The aerial strike is the highest occurring skill. Jab lift is the most prominent method for possession gain. Taking steps most common method of travel. Non occurrence of ground hook was observed. Prevention of jab lift could reduce opponents in possession striking by 44.67% This method of striking accounts for 77.8% of all in play striking meaning a significant impact could be made. [1]

That makes air strike detection a useful first target: common enough to matter, narrow enough to model as a binary question. With the basics understood and enough recordings collected, I moved on to labeling data and training a simple model to answer one question: strike or not strike.

To train a CNN, some clean data is required to start the process. As many say, good data in, good data out. In my case I use my imu-analysis-tool to label data. It was mentioned in the first post of the series as a visualiser tool, but it became just as important for iterating on labels as for inspecting the raw sensor traces.

After some trial and error labeling data multiple times, it became evident that labeling and inspection of data is probably 80% of the job. To get to the current labeling approach, the analyser tool went through multiple iterations of changes, and without coding tools it would probably have taken a lot longer to get to the point where it is now. For the first somewhat successful version, the label was placed on the strike so that the playback indicator sat on the highest spike in gyroscope magnitude, then I took 20 samples both ways out of the middle. This created a window of 41 samples.

Interestingly enough, the first samples were collected at 50Hz from Apple Watch and were still good enough to train a useful model.

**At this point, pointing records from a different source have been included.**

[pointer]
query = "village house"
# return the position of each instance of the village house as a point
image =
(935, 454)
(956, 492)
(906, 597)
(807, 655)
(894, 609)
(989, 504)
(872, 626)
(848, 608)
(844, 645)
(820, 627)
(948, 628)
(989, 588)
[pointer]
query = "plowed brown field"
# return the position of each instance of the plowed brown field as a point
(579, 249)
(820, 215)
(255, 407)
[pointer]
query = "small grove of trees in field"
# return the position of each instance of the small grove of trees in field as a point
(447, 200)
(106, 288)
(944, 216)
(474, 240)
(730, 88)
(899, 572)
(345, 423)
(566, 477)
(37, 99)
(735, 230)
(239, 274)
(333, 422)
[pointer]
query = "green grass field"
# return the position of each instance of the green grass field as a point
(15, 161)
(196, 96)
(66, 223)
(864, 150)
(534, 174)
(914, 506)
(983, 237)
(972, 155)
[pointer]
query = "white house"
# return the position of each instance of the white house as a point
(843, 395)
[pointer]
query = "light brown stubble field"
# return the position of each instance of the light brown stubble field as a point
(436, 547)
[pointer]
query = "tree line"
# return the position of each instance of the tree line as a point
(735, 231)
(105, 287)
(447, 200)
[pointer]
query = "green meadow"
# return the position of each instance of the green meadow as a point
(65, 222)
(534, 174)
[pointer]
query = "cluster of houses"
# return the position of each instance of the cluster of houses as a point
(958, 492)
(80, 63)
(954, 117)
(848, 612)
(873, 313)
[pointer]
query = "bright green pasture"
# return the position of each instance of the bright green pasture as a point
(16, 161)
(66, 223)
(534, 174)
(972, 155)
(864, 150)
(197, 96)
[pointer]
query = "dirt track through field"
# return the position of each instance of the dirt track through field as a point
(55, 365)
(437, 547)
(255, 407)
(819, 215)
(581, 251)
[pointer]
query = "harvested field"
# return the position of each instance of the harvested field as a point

That early model was capable enough to recognise strikes even on 100Hz data. Likely 50Hz was already sufficient to capture the important motion pattern, and adding acceleration and gyroscope magnitude features also made a significant improvement in those early experiments.

Later, I interpolated some of the 50Hz recordings to 100Hz and mixed them with newly recorded native 100Hz data. That got the project moving, but it also introduced inconsistency into the training pool. Eventually I removed a few of those interpolated recordings, because they made validation harder to interpret. The smaller dataset turned out to be cleaner and more precise.

Figures 2 and 3 show the average pattern across the labeled strike segments.

Fig 2. Acceleration magnitude all samples average — Fig 2. Acceleration magnitude average across labeled strike samples.

Fig 3. Gyro magnitude all samples average — Fig 3. Gyroscope magnitude average across labeled strike samples.

Instead of training on the raw continuous recording, the sensor stream was split into fixed-length sliding windows. Each window became one model input, giving the network a consistent input shape and letting it learn short motion patterns associated with strikes. Overlapping windows also meant the same strike could appear in slightly different positions within the window, which helped robustness.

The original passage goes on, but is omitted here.